Not quite a week ago I wrote about an idea to use XML files to store
the
declarative part of our makefiles: dependencies of libraries on source
files, which resources are to be created and so on. In the meantime
I have
found the time to do make (conduct?) an experiment. I am now able
to build
module sw from the XML files with the help of the ninja build
'system' [3].
Most of the work of converting the XML files into one single
build.ninja
file was done on one weekend. You can see the source code at [1] ([2]
contains everything zipped together).
The results are promising. It runs faster and the build.ninja
generator
looks more maintainable than our solenv/gbuild/... makefiles. But I am
certainly biased.
Before I give you some numbers, I should say that I have collected the
numbers totally unscientifically and it may be necessary to add some
missing
steps to the ninja build. To the best of my knowledge all C++ files
are
compiled, libraries linked, resource files built, XML files copied.
Only
the single sw.component file somehow escaped.
I ran my experiments on ani7 2.2GHz, 8GB notebook.
Complete build of a clean module:
gbuild about 9m30s (make -sr -j8)
ninja about 7m15s (ninja)
Cleaning up
gbuild about 40s (make clean)
ninja less then 1s (ninja -t clean)
rebuild after touching one single header (sw/inc/section.hxx)

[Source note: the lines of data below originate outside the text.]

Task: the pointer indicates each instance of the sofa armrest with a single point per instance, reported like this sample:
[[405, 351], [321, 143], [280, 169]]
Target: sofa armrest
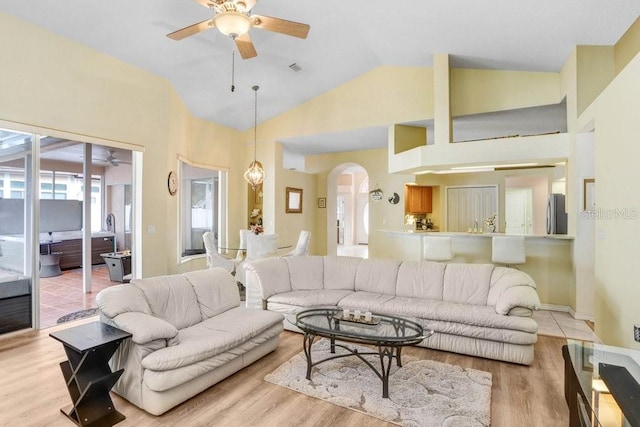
[[146, 328], [517, 296]]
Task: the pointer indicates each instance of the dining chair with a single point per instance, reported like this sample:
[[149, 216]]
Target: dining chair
[[214, 258], [261, 246], [302, 247], [242, 247]]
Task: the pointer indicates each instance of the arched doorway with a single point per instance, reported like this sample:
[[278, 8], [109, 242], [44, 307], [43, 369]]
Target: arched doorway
[[348, 211]]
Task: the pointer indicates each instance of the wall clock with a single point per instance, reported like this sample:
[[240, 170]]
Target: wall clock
[[172, 183]]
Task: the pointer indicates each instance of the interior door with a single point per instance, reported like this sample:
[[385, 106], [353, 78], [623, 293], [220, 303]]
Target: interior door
[[518, 211]]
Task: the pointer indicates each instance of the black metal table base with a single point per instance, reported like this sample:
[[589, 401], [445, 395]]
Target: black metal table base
[[386, 353]]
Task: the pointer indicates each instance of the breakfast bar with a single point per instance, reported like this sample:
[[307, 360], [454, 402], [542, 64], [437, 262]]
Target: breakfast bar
[[549, 258]]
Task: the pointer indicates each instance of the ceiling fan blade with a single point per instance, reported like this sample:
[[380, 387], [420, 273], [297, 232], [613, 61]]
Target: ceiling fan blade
[[191, 30], [206, 3], [245, 46], [250, 3], [282, 26]]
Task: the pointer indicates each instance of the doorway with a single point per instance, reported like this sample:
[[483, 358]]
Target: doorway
[[348, 211]]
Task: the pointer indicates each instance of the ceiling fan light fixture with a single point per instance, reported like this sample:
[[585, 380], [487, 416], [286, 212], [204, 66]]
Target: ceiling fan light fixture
[[232, 24]]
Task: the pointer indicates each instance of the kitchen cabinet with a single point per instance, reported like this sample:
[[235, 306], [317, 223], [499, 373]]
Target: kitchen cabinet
[[418, 199], [70, 251]]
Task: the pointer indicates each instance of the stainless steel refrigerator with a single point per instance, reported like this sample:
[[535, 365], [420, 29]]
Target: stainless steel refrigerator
[[556, 215]]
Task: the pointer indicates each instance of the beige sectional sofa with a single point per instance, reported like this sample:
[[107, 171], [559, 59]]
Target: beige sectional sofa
[[189, 332], [475, 309]]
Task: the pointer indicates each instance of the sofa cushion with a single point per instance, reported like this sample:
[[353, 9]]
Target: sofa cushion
[[122, 299], [467, 283], [503, 278], [421, 279], [377, 275], [511, 336], [216, 290], [212, 337], [309, 298], [475, 315], [305, 272], [171, 298], [146, 328], [340, 272], [272, 275], [365, 300], [164, 380]]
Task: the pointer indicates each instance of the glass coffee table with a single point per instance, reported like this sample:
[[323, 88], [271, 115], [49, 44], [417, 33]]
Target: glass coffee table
[[387, 332]]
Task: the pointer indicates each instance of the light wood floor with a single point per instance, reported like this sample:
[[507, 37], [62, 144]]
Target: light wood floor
[[32, 391]]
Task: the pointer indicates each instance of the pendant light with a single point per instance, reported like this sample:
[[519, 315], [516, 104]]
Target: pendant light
[[255, 174]]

gbuild about 1m10s (make -sr -j8)
ninja about 50s (ninja)
Building an already built module (nothing to do): depends very much on
whether the disk cache is warm or cold. Best times:
gbuild more than 3s (make -sr -j8)
ninja about 0.4s (ninja)
Why is ninja faster than make/gbuild?
- Make runs each recipe in its own shell (bash), ninja executes its
command
directly.
- Ninja understands the header dependencies created by gxx/clang and
msvc
and stores them in a compact format that can be read in very fast on
startup.
- I avoided some steps of build that are unnecessary in ninja
= Ninja creates directories for the targets it makes. Gbuild
creates them
explicitly.
= GBuild first creates empty dependency files and later, in a
second step,
fills them with the actual dependency information created by one of the
C/C++ compilers.
But, for me, these numbers are just a welcome side effect. More
important
to me is maintainability.
Ninja follows a very different approach from (GNU) make. Its lack
of even
simplest control structures such as if/then/else or foreach,
requires the
generation of the main makefile (by default that is called
build.ninja) by
program or script. This leads to my current approach:
- Use XML to represent the static data (C++ files, libraries, resource
files, XML files).
- Use a Perl script to translate the XML files into the build.ninja
file.
The best tool for each job (XML: data representation, Perl: data
processing). Instead of Perl we could use any language that is part
of our
current build requirements (Java, C/C++, Python (we would have to
compile
that first, though)). Look at the Perl files in [1] or [2]
(build/source/ninja/*pm) and compare them to solenv/gbuild/*mk and
see which
you can understand better.
I think this could be one way to set up a better maintainable build
system
that is even slightly faster then what we currently have.